Investigators never determined who was driving the truck, but Clara faced felony firearm charges for shooting at it. Clara said he saw brake lights and feared the driver was turning around to come after him and his passenger again.
“I was just aiming to let him know, if you come back this way, you know, you’re going to get shot,” Clara testified during his justification hearing in November 2021.
“I think this is like every other case that this court and the court of appeals have reviewed where somebody vindictively shot somebody in the back under a theory of, ‘I’m going to do him before he does me,’ or some species of that or based on previous threats,” Peterson said during oral arguments before the court last year. “Previous threats are never enough. This court’s case law is very clear about that.”
“The fact that he may have been shooting and he missed, or he was just shooting to warn them off or to stop the truck from coming back – I think that’s still absolutely justified,” countered Taliaferro.
Unintended consequences
In addition to questions about Clara’s case, some justices asked general questions about procedure under the new law and several questions about a scenario in which there is no witness to a murder, the suspect submits a claim of self-defense under the new law, but refuses to testify, which is within their Fifth Amendment right.
Justice Diana Hagen said that scenario represents a potential unintended consequence of HB227.
“I don’t know what the legislature intended,” Hagen said, “but it seems like this could be a consequence, whether intended or not.”
“I think that would make a great movie or crime novel,” Peterson said of the scenario, “I don’t think it’s likely to be a common problem.”
Justice Paige Petersen then shared that the facts in the hypothetical Utah scenario are those of a real case in Florida, challenged under the statute that Utah’s self-defense law is modeled after.
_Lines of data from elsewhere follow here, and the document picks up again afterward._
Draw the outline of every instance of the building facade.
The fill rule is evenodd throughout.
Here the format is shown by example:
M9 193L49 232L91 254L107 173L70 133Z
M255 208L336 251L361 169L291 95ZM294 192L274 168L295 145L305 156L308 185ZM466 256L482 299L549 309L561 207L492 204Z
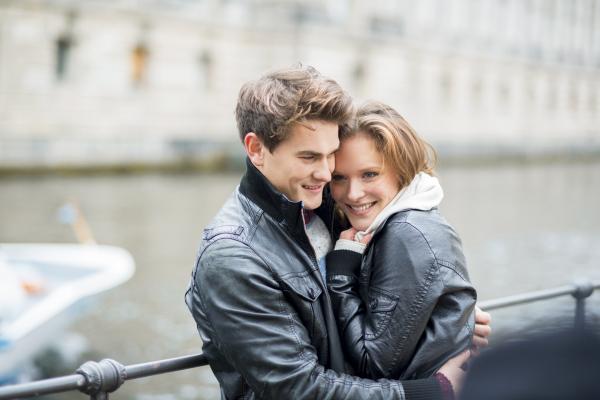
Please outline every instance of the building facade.
M239 88L298 61L442 153L600 153L600 0L5 0L0 167L242 150Z

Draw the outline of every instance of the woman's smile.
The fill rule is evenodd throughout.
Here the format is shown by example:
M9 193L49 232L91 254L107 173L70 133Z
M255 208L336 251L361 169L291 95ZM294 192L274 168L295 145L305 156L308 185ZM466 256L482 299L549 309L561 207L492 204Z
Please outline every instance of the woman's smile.
M364 215L366 213L368 213L371 210L371 207L373 207L377 202L374 201L372 203L367 203L367 204L346 204L346 206L348 206L349 211L352 214L355 215Z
“We have that in Jefferson v. State in Florida,” Petersen said. “It’s the exact hypothetical I gave. The defendant gave a story about why he stabbed his roommate. The state had no evidence about what happened in the apartment. And so just based on his story, case dismissed.”
‘Extreme danger’
In its opinion affirming the lower court’s decision to dismiss the charges against Clara, the Utah Supreme Court addressed the stray bullet that endangered an uninvolved nearby family.
“In describing the facts of this case, the State emphasizes that Clara put a young girl and her family in extreme danger when he fired seven shots up 900 West. None of the bullets hit the snowplow that rammed Clara’s SUV. But one of the shots hit a pickup truck carrying three people who had nothing to do with the incident, and the bullet narrowly missed a young girl’s head. This was what drew police officers to the scene in the first place,” wrote Petersen, who authored the opinion.
The statement continued, “We agree that Clara’s stray bullet endangered the girl and her family. But these facts are not part of our analysis on appeal, not because they are not serious, but because the State has not raised an issue before us involving Clara’s endangerment of the three uninvolved passersby.”
Petersen wrote that the court’s opinion is not intended to minimize the seriousness of the family’s experience.
After consideration of the arguments, the Utah Supreme Court agreed with the district court that Clara “presented evidence showing a reasonable belief that the snowplow posed an imminent threat of death or serious bodily injury to him and his passenger.”